Pada tahun 100 H (718 M), Raja Sriwijaya Jambi, Srindravarman, sebelumnya juga berkomunikasi dengan Khalifah Umar bin Abdul Aziz dari Khilafah Bani Umayyah. Raja meminta dai yang dapat mengajarkan Islam kepadanya. Raja Srindravarman, yang sebelumnya Hindu, masuk Islam dua tahun kemudian, pada tahun 720 M. Sriwijaya Jambi juga disebut Sribuza Islam.

Penganugerahan gelar kehormatan juga menunjukkan hubungan ini. Misalnya, pada tahun 1048 H (1638 M), Syarif Zaid, Syarif Makkah, memberi Abdul Qadir dari Kesultanan Banten gelar Sultan Abulmafakir Mahmud Abdul Kadir. Pada tahun 1051 H (1641 M), Pangeran Rangsang dari Kesultanan Mataram diberi gelar Sultan Abdullah Muhammad Maulana Matarami oleh Syarif Makkah. Ensiklopedia Tematik Dunia Islam Asia Tenggara, diterbitkan pada tahun 2002. Bahkan Banten sejak awal dianggap sebagai Kerajaan Islam, dan itu pasti mencakup Dar al-Islam, yang berdiri di Istanbul di bawah kepemimpinan Khalifah Turki Utsmani.

Peran Wali Songo tidak hanya terbatas pada penyebaran agama Islam, tetapi juga membentuk kultur dan identitas Indonesia yang sangat terpengaruh oleh ajaran mereka. Wali Songo telah mendorong harmoni antara Islam dan budaya lokal, menciptakan serangkaian tradisi dan praktik keagamaan yang unik di Indonesia.
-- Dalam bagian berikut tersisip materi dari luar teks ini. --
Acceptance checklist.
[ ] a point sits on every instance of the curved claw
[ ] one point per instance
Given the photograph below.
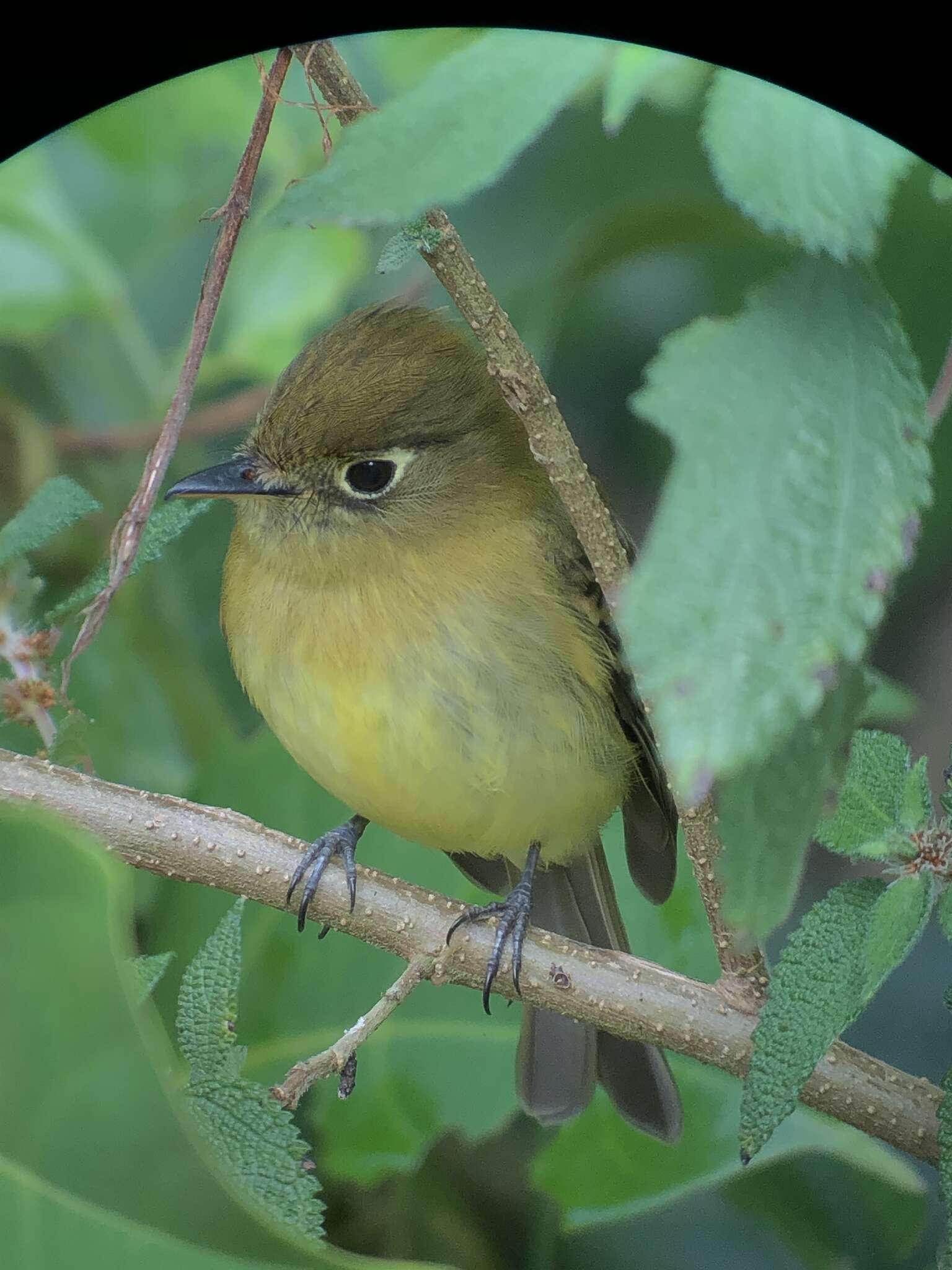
(338, 842)
(315, 876)
(513, 922)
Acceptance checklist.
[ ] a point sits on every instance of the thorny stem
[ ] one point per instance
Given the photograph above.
(128, 530)
(744, 975)
(211, 420)
(29, 695)
(615, 992)
(333, 1060)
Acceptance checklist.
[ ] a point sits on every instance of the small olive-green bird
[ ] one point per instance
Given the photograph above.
(409, 607)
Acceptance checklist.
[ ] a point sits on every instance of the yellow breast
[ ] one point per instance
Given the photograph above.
(455, 701)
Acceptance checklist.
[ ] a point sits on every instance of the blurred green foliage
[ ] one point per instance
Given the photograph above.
(609, 233)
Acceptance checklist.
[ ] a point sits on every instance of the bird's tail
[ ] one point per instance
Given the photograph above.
(560, 1060)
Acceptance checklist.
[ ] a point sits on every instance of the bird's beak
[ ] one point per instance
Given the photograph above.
(225, 481)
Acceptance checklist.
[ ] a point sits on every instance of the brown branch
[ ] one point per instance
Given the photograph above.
(622, 995)
(334, 1060)
(552, 445)
(232, 412)
(128, 530)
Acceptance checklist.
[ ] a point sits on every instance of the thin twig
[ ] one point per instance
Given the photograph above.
(29, 696)
(942, 390)
(552, 445)
(128, 531)
(617, 993)
(334, 1060)
(232, 412)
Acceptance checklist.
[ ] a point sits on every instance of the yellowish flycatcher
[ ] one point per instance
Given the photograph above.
(408, 605)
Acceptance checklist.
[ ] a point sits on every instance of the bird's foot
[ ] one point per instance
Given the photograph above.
(513, 913)
(335, 842)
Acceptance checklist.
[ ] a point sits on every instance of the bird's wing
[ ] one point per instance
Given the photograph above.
(649, 813)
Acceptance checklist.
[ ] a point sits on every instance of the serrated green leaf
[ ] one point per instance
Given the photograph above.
(816, 990)
(71, 745)
(208, 1000)
(167, 522)
(415, 236)
(870, 804)
(257, 1141)
(799, 168)
(767, 812)
(943, 911)
(915, 809)
(946, 796)
(253, 1135)
(452, 135)
(945, 1116)
(889, 701)
(146, 972)
(58, 504)
(805, 415)
(646, 1176)
(71, 1185)
(895, 925)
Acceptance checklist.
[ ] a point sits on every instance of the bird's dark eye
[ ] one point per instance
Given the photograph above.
(371, 475)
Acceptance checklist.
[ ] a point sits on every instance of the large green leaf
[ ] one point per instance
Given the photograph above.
(881, 798)
(803, 418)
(249, 1130)
(167, 522)
(769, 810)
(794, 166)
(818, 988)
(300, 993)
(599, 1170)
(58, 504)
(450, 136)
(896, 925)
(95, 1112)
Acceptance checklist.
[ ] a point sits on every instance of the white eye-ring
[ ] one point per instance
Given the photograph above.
(371, 478)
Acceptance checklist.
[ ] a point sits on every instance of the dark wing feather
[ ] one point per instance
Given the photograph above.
(649, 813)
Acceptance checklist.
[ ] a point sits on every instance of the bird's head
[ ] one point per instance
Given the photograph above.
(387, 426)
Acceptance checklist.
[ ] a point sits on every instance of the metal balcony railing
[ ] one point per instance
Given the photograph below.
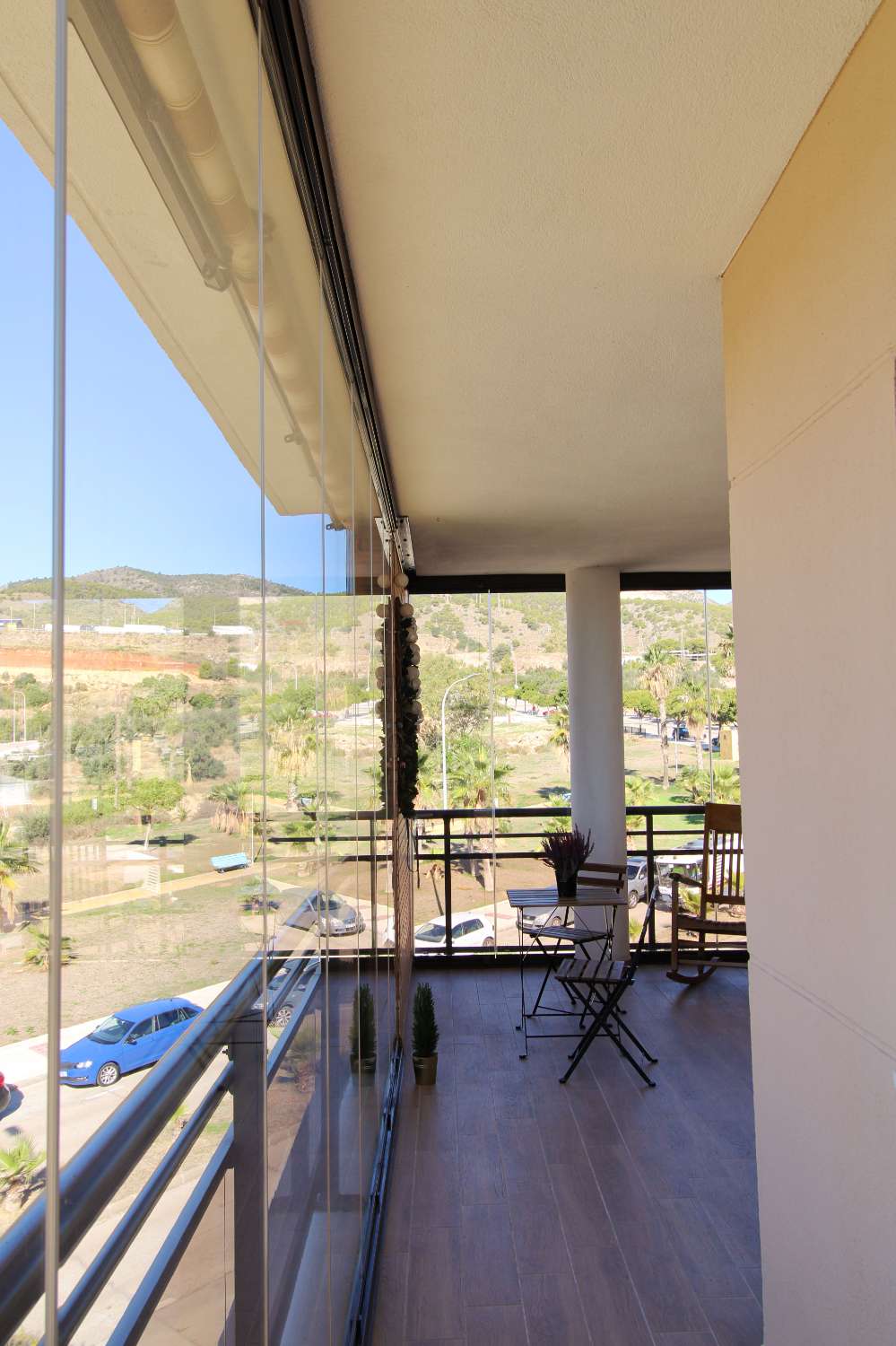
(234, 1025)
(667, 832)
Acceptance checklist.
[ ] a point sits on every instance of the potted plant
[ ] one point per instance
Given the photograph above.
(565, 852)
(425, 1036)
(362, 1031)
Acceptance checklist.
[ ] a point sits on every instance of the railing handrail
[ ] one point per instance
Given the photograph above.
(96, 1173)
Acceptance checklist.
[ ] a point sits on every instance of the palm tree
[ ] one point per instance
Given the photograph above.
(38, 956)
(293, 742)
(473, 774)
(639, 791)
(231, 802)
(21, 1166)
(726, 651)
(691, 699)
(659, 676)
(13, 861)
(726, 783)
(560, 727)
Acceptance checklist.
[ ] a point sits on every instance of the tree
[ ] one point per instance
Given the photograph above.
(13, 861)
(726, 783)
(21, 1166)
(471, 775)
(689, 700)
(467, 707)
(640, 702)
(38, 955)
(639, 791)
(151, 796)
(659, 676)
(726, 651)
(156, 703)
(726, 705)
(93, 747)
(295, 743)
(560, 724)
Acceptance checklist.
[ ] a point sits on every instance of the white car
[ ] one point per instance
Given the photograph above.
(467, 931)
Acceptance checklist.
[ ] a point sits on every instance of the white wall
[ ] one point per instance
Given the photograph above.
(596, 758)
(810, 331)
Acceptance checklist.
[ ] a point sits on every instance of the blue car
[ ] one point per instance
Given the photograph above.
(126, 1041)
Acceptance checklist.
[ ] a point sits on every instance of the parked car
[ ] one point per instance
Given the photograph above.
(126, 1041)
(326, 913)
(283, 1014)
(637, 882)
(467, 931)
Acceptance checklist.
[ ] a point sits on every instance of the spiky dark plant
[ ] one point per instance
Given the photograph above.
(362, 1033)
(425, 1030)
(565, 852)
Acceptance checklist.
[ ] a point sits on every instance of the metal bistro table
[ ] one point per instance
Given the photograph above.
(529, 899)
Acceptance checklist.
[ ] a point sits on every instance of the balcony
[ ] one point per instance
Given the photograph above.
(602, 1211)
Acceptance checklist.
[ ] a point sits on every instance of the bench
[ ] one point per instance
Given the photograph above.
(239, 861)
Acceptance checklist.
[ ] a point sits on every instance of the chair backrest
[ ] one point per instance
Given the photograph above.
(721, 878)
(602, 877)
(639, 948)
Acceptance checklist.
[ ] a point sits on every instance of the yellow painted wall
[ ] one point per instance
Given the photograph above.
(810, 336)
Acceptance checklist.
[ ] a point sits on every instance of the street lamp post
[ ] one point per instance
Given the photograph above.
(444, 751)
(24, 715)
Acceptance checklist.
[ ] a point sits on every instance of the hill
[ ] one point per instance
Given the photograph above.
(129, 581)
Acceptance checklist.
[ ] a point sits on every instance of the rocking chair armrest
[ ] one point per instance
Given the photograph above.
(685, 878)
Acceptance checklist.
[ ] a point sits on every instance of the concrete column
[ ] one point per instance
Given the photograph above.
(594, 643)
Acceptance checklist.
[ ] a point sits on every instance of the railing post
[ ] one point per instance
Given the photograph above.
(248, 1050)
(373, 875)
(446, 847)
(651, 877)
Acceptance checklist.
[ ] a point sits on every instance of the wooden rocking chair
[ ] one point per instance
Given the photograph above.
(720, 885)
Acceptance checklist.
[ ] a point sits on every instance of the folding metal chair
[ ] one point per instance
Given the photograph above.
(570, 937)
(599, 988)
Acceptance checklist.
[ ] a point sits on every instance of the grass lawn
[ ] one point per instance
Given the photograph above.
(136, 952)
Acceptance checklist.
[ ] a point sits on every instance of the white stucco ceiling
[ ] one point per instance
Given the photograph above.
(540, 197)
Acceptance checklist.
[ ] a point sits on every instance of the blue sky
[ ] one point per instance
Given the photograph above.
(151, 481)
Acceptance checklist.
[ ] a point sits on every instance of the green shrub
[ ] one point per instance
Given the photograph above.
(362, 1031)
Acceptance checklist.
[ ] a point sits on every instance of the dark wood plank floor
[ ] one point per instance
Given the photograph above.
(600, 1211)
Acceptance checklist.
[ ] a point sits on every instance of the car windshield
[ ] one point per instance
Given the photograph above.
(432, 931)
(110, 1030)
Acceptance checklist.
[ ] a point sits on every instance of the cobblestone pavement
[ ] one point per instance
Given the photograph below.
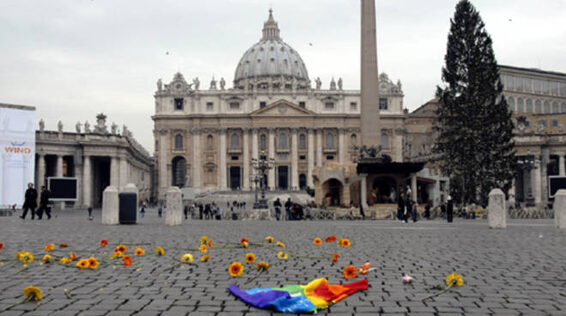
(520, 270)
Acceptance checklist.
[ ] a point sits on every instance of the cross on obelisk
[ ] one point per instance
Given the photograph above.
(369, 118)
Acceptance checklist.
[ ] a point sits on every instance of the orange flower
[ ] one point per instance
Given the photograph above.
(262, 266)
(334, 257)
(236, 269)
(350, 272)
(127, 261)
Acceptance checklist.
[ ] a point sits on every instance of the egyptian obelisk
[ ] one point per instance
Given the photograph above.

Mereka juga berkontribusi pada pembangunan institusi pendidikan Islam, seperti pesantren, yang menjadi landasan pendidikan agama Islam di Indonesia hingga saat ini.

Kedatangan dan peran Wali Songo di Indonesia telah membawa transformasi yang signifikan dalam sejarah agama dan budaya di Nusantara. Melalui dakwah yang adaptif dan pendekatan yang inklusif, mereka mampu menyebarkan ajaran Islam dengan harmoni dan memperkaya budaya lokal. Warisan spiritualitas Islam yang mereka tinggalkan melalui pembangunan pesantren dan pendidikan agama, serta praktik keagamaan yang khas, terus berlanjut dan menjadi bagian tak terpisahkan dari identitas Indonesia saat ini.